|There goes another rubber tree plant|
This past April 1, for the first time ever, I had a personal connection to that simple song. The ficus "rubber tree" plant in the photo above was gifted to my very best friend when her beloved mom passed away suddenly. After the memorial, as we were clearing the funeral home of all their belongings and all the wonderful floral tributes to her, I was stopped in my tracks seeing this plant.
It was my circle of life.
You see, when my mom passed away in 1976, someone gave us a similar plant. I grew up with that plant and it was taller than me when I left for college in the fall of 1989. I loved that plant, for it represented so much. It was the vitality and living breathing proof of my mom's existence for a very long time. I am not a green thumb at all but I did care for that particular plant. (I hear they are pretty hard to kill). When I left for college, I took for granted that that plant would be there or would one day be mine. I did not think to verbalize my love for that plant at that time. A series of unfortunate events happened over the years and along with all my baby photos with my mom, that plant disappeared from my life.

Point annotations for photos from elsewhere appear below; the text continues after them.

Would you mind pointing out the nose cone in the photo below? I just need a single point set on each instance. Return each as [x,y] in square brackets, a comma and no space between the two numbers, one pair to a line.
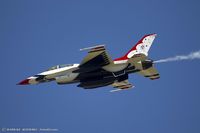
[24,82]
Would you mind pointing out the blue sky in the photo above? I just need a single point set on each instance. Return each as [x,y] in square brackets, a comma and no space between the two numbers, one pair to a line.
[35,35]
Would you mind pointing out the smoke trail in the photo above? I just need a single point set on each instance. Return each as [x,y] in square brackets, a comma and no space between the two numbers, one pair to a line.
[191,56]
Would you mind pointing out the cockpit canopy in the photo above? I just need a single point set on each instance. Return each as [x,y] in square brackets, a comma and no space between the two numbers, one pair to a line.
[59,66]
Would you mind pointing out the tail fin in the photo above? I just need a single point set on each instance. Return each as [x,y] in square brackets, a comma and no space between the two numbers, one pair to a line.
[141,47]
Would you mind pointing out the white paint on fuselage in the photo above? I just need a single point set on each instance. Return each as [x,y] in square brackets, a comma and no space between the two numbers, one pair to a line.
[115,67]
[59,71]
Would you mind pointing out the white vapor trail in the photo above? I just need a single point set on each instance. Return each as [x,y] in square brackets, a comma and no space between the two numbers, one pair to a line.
[191,56]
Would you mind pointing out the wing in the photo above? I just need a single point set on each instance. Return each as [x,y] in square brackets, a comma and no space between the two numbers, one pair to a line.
[122,85]
[97,57]
[151,73]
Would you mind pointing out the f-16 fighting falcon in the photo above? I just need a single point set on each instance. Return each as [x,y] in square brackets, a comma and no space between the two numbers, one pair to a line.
[97,69]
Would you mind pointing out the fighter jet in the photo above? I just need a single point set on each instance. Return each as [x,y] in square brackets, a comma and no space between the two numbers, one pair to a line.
[97,69]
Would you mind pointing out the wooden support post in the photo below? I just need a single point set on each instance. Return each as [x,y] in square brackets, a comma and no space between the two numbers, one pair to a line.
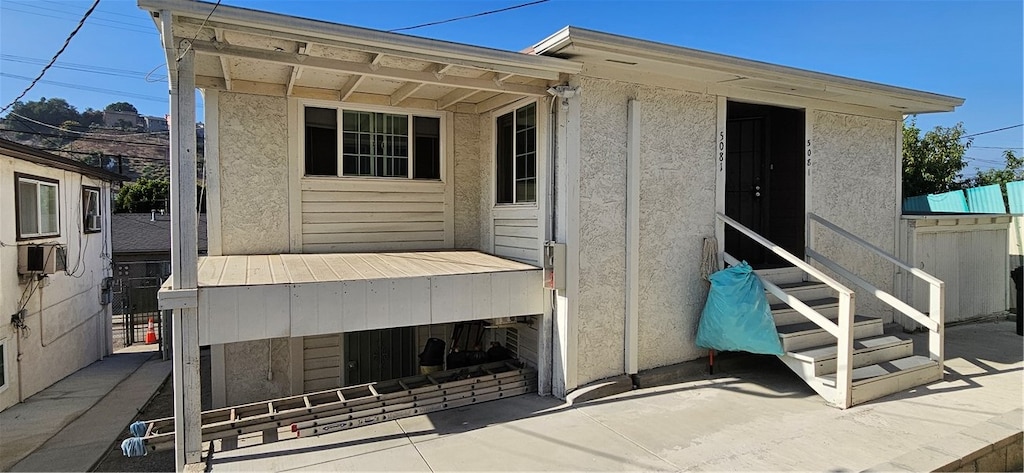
[184,256]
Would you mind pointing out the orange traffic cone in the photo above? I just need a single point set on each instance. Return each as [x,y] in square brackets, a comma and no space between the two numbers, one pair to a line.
[151,334]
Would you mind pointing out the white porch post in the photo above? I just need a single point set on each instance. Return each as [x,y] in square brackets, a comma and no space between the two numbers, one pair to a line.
[184,255]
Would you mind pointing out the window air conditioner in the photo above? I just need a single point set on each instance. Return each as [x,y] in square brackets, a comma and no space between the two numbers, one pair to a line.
[45,259]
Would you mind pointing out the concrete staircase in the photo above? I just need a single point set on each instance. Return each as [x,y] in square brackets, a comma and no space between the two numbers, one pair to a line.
[883,363]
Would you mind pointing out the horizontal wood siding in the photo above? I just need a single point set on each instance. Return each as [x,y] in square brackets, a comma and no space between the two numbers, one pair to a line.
[321,362]
[517,239]
[351,215]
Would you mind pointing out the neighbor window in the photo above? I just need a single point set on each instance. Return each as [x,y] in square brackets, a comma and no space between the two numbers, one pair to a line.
[91,217]
[516,156]
[38,213]
[373,144]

I cannot tell you I ever even felt the loss of the plant.
I've mourned the loss of my pictures many times but the plant was an obscure hurt that I did not feel again until that day in April standing in a central Illinois funeral home. I immediately felt drawn to the plant. I mentioned to my BFF my story, briefly and succinctly. We were very absorbed in her grief and it felt selfish to even say it but I am glad I did.

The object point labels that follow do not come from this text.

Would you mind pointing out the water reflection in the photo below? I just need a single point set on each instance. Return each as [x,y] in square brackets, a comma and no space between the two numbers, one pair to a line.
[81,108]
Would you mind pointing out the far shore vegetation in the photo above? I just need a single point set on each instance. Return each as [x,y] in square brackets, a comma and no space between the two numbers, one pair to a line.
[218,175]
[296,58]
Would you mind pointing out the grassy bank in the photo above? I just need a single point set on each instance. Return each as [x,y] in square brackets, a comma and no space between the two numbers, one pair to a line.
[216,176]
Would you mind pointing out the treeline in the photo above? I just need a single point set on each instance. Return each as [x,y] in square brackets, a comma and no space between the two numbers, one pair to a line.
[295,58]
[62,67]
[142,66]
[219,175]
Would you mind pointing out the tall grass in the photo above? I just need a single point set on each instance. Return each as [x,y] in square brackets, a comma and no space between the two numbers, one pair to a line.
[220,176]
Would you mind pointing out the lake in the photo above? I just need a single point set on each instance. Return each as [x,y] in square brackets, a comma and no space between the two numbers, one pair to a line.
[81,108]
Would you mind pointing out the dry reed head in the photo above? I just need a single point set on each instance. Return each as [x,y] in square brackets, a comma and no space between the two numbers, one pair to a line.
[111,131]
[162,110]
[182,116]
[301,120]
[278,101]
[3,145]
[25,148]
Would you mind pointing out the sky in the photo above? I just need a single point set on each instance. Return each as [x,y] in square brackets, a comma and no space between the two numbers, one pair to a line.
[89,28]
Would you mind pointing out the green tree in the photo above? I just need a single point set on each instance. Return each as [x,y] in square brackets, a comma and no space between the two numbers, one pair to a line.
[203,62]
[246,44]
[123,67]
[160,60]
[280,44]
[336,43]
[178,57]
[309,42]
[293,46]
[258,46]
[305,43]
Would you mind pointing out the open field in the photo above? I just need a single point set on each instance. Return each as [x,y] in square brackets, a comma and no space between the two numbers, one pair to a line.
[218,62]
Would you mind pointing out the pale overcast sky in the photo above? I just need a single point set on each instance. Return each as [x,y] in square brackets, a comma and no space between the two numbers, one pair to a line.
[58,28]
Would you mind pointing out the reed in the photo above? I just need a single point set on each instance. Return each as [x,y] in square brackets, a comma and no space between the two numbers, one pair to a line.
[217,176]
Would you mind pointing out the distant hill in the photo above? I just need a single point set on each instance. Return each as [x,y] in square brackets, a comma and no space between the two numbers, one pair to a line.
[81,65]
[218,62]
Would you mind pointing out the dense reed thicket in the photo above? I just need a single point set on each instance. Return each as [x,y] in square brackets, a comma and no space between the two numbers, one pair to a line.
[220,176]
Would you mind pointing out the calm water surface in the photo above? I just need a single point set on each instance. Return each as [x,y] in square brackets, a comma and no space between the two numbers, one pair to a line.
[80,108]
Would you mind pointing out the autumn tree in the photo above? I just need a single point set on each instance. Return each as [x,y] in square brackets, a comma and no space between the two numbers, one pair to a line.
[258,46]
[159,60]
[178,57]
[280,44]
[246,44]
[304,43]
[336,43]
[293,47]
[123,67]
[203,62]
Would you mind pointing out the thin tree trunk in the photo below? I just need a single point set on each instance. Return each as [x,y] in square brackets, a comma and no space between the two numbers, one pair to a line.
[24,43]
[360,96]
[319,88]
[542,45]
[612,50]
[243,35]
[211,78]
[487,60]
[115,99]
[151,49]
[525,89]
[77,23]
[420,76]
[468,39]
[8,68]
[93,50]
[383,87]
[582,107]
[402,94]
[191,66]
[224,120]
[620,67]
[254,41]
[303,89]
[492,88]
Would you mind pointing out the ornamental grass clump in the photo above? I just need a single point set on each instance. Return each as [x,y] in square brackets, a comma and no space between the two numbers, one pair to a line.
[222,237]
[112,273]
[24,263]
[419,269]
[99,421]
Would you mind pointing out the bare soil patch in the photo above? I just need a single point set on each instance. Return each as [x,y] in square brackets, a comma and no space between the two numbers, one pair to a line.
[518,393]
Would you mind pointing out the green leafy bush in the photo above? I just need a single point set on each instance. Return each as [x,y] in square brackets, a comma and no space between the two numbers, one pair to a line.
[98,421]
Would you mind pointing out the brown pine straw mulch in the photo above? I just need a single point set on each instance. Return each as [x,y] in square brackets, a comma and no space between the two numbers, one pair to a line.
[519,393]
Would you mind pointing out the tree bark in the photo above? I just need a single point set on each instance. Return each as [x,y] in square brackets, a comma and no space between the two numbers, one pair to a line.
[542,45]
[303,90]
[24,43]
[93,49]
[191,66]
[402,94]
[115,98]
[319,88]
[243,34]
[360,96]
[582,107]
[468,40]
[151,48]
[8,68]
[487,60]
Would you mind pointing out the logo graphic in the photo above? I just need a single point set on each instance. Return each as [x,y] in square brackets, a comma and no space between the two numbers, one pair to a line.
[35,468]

Later that afternoon as we were leaving, she called me into the living room with her brother and her father and asked me to take and care for the plant in honor of her mom and my mom. I could not keep my composure. It's even taken me months to write this because the overwhelming emotion of thinking how amazing it is - this thing we call life.
This friend who was pushed off my lap in 1990 and almost wasn't my friend.
24 years of friendship.
A clear schedule on my calendar for the precise days she needed me.
A ficus plant someone thought to send.
If that is not the "circle of life", then I don't know what is.